Classic ITV gameshow Who Wants to Be a Millionaire? is returning for a special week of shows – with Jeremy Clarkson popping the questions.
The Grand Tour presenter takes the role once occupied by Christ Tarrant to mark the 20th anniversary since the phenomenally successful quiz began.
The new versions will air as a “stripped event” across one week later this spring, consisting of seven hour-long episodes.
As usual, the show will offer members of the public the chance to win £1,000,000 – with each contestant aiming to answer 15 questions to claim the cash. They will be helped along the way by familiar lifelines ask the audience, phone a friend and going 50:50 option with “a number of new twists and turns” also promised by ITV.
Jeremy Clarkson said: “I have always loved the show and am thrilled to be involved with its re- birth. I’m a big fan of quiz shows and I’m looking forward to hosting this iconic TV show and hopefully making a few millionaires!”
He added on Twitter after the news was announced that he “can’t wait to get cracking”.
Can't wait to get cracking with Millionaire. Always loved that show.
Siobhan Greene, Head of Entertainment, ITV added: “It felt like a no brainer to celebrate a show that was a trail blazer of its time and broke the mould. In doing this one off special week, I hope Millionaire will be introduced to a whole new generation. And with TV legend Jeremy Clarkson asking the questions, frankly anything could happen. I can’t wait.”

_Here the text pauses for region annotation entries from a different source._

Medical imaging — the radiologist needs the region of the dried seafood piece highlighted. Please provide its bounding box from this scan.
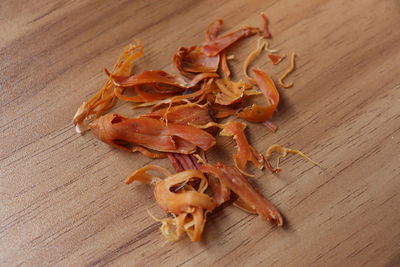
[201,26,259,56]
[125,168,216,242]
[278,52,296,88]
[215,79,261,106]
[243,38,267,84]
[143,104,213,125]
[221,50,231,79]
[237,69,279,122]
[268,53,285,65]
[194,121,264,176]
[89,114,215,154]
[73,41,143,133]
[206,19,224,41]
[200,163,283,226]
[264,144,321,172]
[173,46,220,77]
[261,13,272,39]
[199,163,231,206]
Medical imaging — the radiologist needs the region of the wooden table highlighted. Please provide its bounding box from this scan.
[0,0,400,266]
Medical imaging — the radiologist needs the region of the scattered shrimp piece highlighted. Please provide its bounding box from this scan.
[200,163,283,226]
[189,121,264,177]
[201,26,260,56]
[268,54,285,65]
[264,144,321,172]
[72,40,143,133]
[243,38,266,84]
[278,52,296,88]
[237,69,279,122]
[261,13,272,39]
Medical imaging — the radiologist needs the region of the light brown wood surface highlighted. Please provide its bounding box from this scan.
[0,0,400,266]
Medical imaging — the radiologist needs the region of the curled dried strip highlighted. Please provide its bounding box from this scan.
[206,19,224,41]
[268,54,285,65]
[143,103,213,125]
[263,120,278,133]
[261,13,272,39]
[73,41,143,133]
[111,70,187,93]
[114,86,175,103]
[200,163,283,226]
[154,170,216,215]
[221,50,231,79]
[125,168,216,242]
[199,163,231,206]
[278,52,296,88]
[233,198,257,214]
[173,46,220,77]
[212,105,237,119]
[131,146,167,159]
[237,69,279,122]
[215,79,255,106]
[201,27,259,56]
[191,121,264,176]
[243,38,266,84]
[264,144,321,172]
[125,165,172,184]
[111,70,218,94]
[89,114,215,154]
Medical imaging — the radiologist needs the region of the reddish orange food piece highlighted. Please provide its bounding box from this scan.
[173,46,220,75]
[201,27,259,56]
[206,19,224,41]
[144,104,213,125]
[268,54,285,65]
[261,13,272,39]
[237,69,279,122]
[200,163,283,226]
[89,114,215,154]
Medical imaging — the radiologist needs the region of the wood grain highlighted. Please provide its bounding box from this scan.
[0,0,400,266]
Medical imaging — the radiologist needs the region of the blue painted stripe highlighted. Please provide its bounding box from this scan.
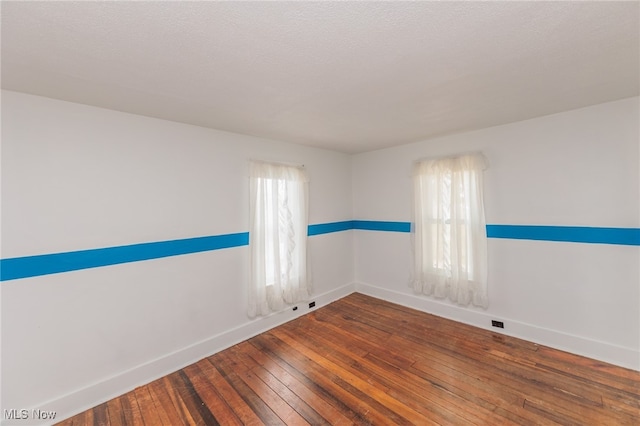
[307,220,353,236]
[0,232,249,281]
[353,220,411,232]
[487,225,640,246]
[0,220,640,281]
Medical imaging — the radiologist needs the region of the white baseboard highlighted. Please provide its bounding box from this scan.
[27,283,355,425]
[355,283,640,371]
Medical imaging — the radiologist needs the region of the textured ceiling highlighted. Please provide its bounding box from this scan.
[1,1,640,152]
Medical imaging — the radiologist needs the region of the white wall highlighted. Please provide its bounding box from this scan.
[353,98,640,369]
[2,91,353,422]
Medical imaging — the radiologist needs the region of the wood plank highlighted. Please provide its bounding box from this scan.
[59,293,640,426]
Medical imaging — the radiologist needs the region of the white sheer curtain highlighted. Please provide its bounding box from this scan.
[412,154,489,308]
[248,161,311,318]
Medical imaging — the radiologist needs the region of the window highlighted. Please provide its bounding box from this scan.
[249,162,311,317]
[412,154,488,308]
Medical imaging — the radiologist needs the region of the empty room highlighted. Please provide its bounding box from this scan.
[0,1,640,426]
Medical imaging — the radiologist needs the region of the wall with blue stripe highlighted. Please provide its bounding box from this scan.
[0,220,640,281]
[353,97,640,369]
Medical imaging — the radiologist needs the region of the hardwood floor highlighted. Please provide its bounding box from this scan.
[60,293,640,426]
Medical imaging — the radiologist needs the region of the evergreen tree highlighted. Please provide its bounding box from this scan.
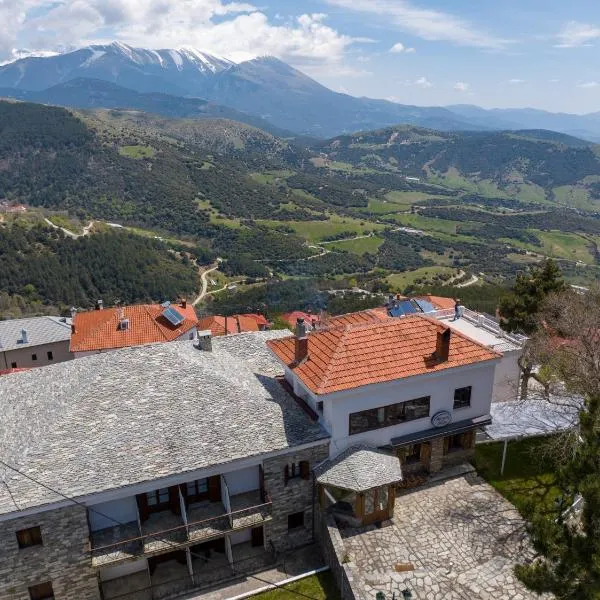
[500,258,566,334]
[516,288,600,600]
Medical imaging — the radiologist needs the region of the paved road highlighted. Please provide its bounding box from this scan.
[192,263,219,306]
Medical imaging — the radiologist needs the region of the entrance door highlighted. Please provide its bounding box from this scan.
[363,486,390,525]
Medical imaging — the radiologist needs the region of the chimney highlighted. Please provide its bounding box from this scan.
[196,329,212,352]
[435,327,451,362]
[294,317,308,365]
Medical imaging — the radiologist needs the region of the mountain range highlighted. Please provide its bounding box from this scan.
[0,42,600,142]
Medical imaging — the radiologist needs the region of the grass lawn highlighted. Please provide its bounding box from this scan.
[475,437,560,518]
[252,571,340,600]
[119,146,154,158]
[386,266,458,292]
[325,236,383,254]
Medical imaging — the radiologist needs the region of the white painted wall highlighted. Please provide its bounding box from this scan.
[318,361,498,456]
[100,558,148,581]
[88,496,137,531]
[494,349,523,402]
[229,528,252,546]
[225,466,260,496]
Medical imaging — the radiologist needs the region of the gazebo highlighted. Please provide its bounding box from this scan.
[315,445,402,527]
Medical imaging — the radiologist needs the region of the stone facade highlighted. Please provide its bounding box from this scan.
[0,506,100,600]
[263,443,329,551]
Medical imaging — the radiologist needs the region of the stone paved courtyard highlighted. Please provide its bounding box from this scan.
[340,473,540,600]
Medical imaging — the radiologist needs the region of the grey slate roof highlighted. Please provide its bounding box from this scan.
[0,331,328,514]
[315,445,402,492]
[0,317,71,352]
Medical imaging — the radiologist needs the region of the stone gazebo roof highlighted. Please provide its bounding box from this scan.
[315,445,402,492]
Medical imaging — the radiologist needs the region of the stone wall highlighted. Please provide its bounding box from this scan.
[0,506,100,600]
[263,442,329,551]
[315,506,363,600]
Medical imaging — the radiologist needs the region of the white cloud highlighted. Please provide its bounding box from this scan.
[325,0,511,50]
[389,42,416,54]
[0,0,364,64]
[555,21,600,48]
[402,77,433,89]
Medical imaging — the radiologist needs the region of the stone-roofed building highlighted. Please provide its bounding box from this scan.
[70,300,198,358]
[0,331,329,600]
[0,317,73,372]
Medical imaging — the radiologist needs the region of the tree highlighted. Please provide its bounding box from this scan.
[500,258,566,335]
[516,288,600,600]
[500,258,567,399]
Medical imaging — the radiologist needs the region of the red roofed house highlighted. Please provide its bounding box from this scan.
[198,313,270,336]
[70,300,198,358]
[268,311,502,471]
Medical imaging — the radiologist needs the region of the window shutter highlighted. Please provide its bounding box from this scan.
[300,460,310,479]
[208,475,221,502]
[135,494,148,523]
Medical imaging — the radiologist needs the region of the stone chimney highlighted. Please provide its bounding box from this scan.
[294,317,308,365]
[434,327,452,362]
[196,329,212,352]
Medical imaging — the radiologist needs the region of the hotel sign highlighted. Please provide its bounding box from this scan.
[431,410,452,427]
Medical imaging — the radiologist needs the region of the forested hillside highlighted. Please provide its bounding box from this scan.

ITV was unable to confirm why 71-year-old Tarrant is not presenting the return of the show. In 2014 his manager confirmed that he had a mini stroke on a flight from Bangkok to London.
During its time on air Who Wants to be a Millionaire was sold across the world and saw six people win the million-pound jackpot in the UK.

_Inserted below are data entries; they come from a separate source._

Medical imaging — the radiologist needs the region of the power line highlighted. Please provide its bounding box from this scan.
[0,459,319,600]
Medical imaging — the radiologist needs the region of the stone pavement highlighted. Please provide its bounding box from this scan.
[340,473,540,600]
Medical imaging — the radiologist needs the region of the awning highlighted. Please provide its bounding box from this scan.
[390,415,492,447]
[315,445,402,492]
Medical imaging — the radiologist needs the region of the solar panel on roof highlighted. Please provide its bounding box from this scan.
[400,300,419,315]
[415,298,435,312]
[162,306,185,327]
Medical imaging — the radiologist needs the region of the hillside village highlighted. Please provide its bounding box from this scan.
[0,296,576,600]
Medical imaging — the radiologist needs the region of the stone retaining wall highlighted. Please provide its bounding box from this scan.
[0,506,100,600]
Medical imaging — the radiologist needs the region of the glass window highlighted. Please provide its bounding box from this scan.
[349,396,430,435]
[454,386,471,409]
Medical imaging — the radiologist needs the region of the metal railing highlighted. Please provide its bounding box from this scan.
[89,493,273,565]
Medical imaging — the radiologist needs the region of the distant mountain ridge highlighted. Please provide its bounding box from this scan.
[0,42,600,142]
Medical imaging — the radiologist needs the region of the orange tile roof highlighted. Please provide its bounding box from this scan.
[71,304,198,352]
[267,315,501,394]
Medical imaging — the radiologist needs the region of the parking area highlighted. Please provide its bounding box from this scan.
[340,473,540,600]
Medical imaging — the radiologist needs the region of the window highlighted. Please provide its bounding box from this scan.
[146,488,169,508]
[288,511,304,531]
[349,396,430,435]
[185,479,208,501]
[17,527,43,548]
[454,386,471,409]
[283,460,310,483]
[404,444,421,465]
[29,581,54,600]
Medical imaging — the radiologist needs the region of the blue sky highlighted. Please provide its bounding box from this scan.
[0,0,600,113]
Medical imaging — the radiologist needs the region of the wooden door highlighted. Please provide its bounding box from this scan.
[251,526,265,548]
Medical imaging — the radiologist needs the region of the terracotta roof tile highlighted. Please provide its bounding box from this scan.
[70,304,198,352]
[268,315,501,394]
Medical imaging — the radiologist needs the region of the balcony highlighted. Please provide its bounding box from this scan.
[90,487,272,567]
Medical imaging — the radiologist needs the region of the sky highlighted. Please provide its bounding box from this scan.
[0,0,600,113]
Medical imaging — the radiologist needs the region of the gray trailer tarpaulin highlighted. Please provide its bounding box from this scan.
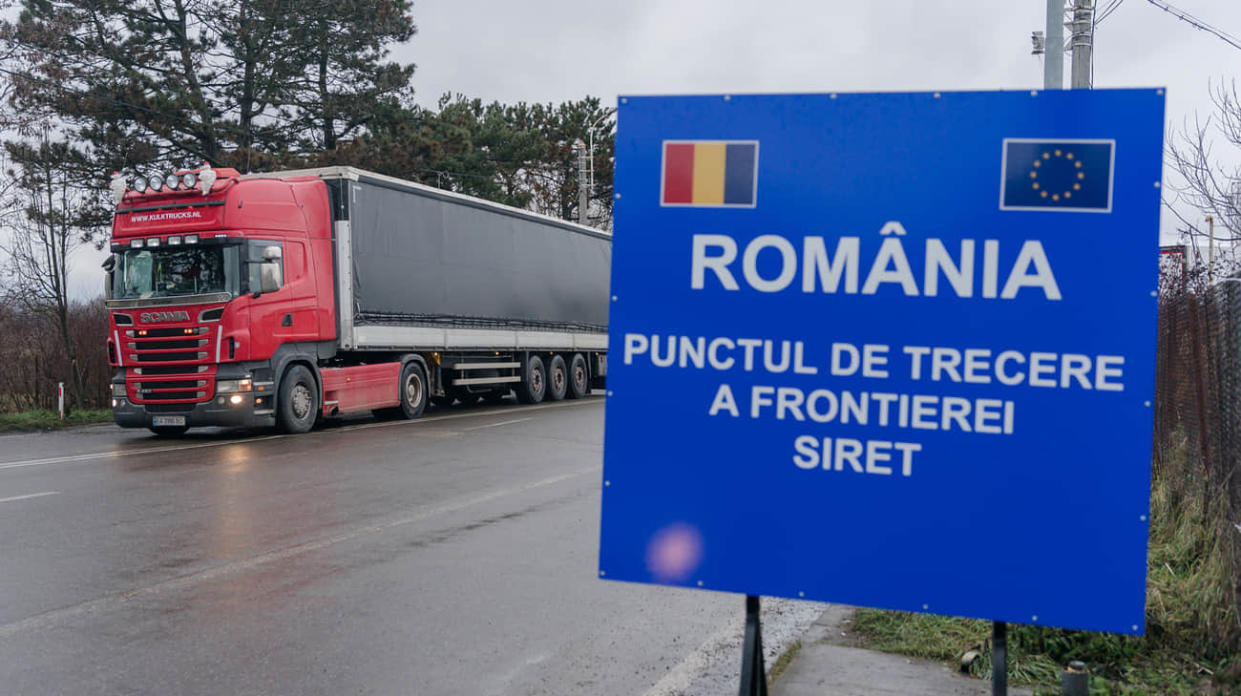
[341,170,612,331]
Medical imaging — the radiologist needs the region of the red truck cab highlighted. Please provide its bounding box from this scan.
[104,167,337,434]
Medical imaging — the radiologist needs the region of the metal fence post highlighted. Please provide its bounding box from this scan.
[1060,660,1090,696]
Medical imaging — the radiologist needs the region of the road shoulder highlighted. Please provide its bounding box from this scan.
[772,604,1031,696]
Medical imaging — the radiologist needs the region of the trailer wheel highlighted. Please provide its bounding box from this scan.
[547,354,568,401]
[397,360,427,419]
[565,352,591,398]
[276,365,319,433]
[516,355,547,403]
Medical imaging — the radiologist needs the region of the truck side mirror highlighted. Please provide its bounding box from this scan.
[103,254,117,300]
[258,247,284,294]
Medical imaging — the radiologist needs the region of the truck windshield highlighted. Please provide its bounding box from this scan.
[112,244,241,300]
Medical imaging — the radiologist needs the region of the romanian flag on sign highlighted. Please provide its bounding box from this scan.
[659,140,758,208]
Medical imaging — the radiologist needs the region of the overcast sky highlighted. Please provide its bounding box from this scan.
[73,0,1241,297]
[396,0,1241,233]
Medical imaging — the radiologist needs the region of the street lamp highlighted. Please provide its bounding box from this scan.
[586,107,617,218]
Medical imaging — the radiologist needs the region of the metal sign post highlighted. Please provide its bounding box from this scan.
[992,622,1008,696]
[738,594,767,696]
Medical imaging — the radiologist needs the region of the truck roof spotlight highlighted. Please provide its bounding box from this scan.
[199,166,216,196]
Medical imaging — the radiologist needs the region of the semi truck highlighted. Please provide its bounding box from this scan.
[104,165,612,435]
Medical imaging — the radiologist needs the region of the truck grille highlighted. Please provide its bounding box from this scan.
[120,325,220,408]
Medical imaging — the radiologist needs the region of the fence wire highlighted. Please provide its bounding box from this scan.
[1154,279,1241,648]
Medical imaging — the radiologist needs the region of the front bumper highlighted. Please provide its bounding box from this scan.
[112,392,276,428]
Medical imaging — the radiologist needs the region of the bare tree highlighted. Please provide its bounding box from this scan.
[0,135,105,407]
[1168,81,1241,252]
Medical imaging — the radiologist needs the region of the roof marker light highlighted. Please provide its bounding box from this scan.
[199,163,216,196]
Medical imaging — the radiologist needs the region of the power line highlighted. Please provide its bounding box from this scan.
[1147,0,1241,48]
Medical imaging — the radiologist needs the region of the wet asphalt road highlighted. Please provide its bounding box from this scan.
[0,397,819,695]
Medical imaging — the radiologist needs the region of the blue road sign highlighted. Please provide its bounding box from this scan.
[599,89,1164,634]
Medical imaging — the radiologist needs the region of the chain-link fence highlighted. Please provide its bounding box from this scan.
[1152,278,1241,651]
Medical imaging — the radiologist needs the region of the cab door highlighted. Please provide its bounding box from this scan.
[246,239,319,356]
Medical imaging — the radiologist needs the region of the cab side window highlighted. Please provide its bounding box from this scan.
[244,239,282,293]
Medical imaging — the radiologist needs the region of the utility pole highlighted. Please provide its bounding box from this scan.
[1072,0,1095,89]
[573,140,591,225]
[1042,0,1065,89]
[1199,215,1215,284]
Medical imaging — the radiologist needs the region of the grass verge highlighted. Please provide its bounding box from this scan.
[0,408,112,432]
[853,438,1241,696]
[767,639,802,686]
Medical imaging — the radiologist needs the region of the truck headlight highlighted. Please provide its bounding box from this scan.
[216,380,251,395]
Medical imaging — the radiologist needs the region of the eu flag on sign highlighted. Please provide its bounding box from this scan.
[1000,138,1116,212]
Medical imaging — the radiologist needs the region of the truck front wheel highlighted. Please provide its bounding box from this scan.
[276,365,319,433]
[516,355,547,403]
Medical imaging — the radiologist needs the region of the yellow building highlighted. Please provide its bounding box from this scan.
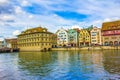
[90,27,102,45]
[102,20,120,46]
[6,38,18,49]
[18,27,53,51]
[79,29,91,46]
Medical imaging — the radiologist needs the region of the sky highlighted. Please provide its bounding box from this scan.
[0,0,120,38]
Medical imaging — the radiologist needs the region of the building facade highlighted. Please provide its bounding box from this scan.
[79,29,91,46]
[5,38,18,49]
[56,28,68,46]
[0,36,7,49]
[102,20,120,46]
[18,27,52,51]
[90,27,102,45]
[68,29,79,47]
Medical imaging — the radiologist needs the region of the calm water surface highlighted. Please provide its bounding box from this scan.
[0,50,120,80]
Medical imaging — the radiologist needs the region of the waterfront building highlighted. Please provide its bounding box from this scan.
[102,20,120,46]
[68,29,79,47]
[18,27,53,51]
[56,28,68,46]
[90,27,102,45]
[5,38,18,50]
[0,36,7,49]
[79,29,91,46]
[52,34,57,48]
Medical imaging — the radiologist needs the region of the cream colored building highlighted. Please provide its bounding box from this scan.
[90,27,102,45]
[102,20,120,46]
[18,27,53,51]
[56,28,68,46]
[79,29,91,46]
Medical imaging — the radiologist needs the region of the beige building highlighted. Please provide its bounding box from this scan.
[6,38,18,49]
[79,29,91,46]
[18,27,53,51]
[90,27,102,45]
[102,20,120,46]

Following its debut in 1998 it ran for nearly 16 years and 592 episodes and was a broadcasting phenomenon which changed the fortunes of ITV.
At its peak in 1999 it was attracting up to 19 million viewers per episode and helped then controller of programmes David Liddiment assert ITV’s dominance over BBC1 in the ratings at the time.
It was also beset by controversy in 2001 when British Army Major Charles Ingram was said to have cheated his way to the prize, allegedly using his wife and another accomplice to help him with the answers by coughing.
He was convicted of deception in 2003 and given an 18-month suspended sentence by Southwark Crown Court. But he has continued to maintain his innocence.